Statistical analysis was performed with the GraphPad (San Diego, CA). Group comparisons were analyzed using Kruskal-Wallis or Student’ t test. Statistical data were expressed as mean ± SD. P value less than 0.05 was considered statistically significant. The microRNA classifier (MSC) test was performed by logistic regression analysis following previously reported standard operating procedures with fixed parameters . The sensitivity, specificity, and area under the receiver operating characteristic curve (AUC) were used to evaluate the performance of the classifiers.
Compliance with ethics guidelines
The study was performed in accordance with relevant guidelines and regulations, following the approval of the licensing committee of Tongji Medical College, Huazhong University of Science and Technology, and conformed to the tenets of the Declaration of Helsinki. Written informed consent was obtained from all patients with healthy subjects. We thank the participants of the study.

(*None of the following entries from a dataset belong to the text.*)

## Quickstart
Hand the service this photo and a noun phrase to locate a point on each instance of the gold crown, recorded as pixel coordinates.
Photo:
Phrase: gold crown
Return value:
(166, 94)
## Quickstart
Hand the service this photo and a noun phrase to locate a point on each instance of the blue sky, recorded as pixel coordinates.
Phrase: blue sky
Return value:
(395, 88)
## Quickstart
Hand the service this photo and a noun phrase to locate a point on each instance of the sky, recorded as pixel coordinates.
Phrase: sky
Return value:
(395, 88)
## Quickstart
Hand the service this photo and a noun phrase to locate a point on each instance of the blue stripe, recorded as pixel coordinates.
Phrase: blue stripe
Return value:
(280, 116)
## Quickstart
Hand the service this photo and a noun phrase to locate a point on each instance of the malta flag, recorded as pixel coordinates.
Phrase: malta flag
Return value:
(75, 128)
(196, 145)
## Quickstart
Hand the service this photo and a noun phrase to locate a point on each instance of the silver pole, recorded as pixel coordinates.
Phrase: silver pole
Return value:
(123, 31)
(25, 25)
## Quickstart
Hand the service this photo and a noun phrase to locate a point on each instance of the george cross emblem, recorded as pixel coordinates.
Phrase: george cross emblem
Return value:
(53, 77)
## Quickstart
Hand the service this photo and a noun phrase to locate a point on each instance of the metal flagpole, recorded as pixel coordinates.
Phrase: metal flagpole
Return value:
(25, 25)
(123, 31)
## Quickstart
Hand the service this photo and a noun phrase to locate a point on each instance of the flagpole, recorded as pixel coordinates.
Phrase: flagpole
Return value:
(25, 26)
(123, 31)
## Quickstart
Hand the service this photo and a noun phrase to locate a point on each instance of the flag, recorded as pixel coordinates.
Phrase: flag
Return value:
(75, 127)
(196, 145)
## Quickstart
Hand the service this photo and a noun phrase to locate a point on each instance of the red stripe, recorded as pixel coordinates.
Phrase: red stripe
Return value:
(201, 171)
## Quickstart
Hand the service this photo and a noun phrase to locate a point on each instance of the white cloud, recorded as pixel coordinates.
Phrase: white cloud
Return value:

GHY contributed to the conception and design of the study and developed the study protocol. ZYY, JJX, LY, FW, and JSF performed the experiments and data analysis. JJX, YJ, QH and GHY collected the subject’s samples and analyzed clinical data. All the authors contributed to the manuscript writing and revision.
Conflicts of Interest
All the authors declare that they have no conflicts of interest.
This study is supported by the Natural Science Foundation of Hubei Province, China (Grant No. 2018CFB590 to G.Y.) and in part by the National Natural Science Foundation of China (NSFC Grant No. 81800094 to J.X.) and in part by the National Natural Science Foundation of China (NSFC Grant No. 81973989 to G.Y.)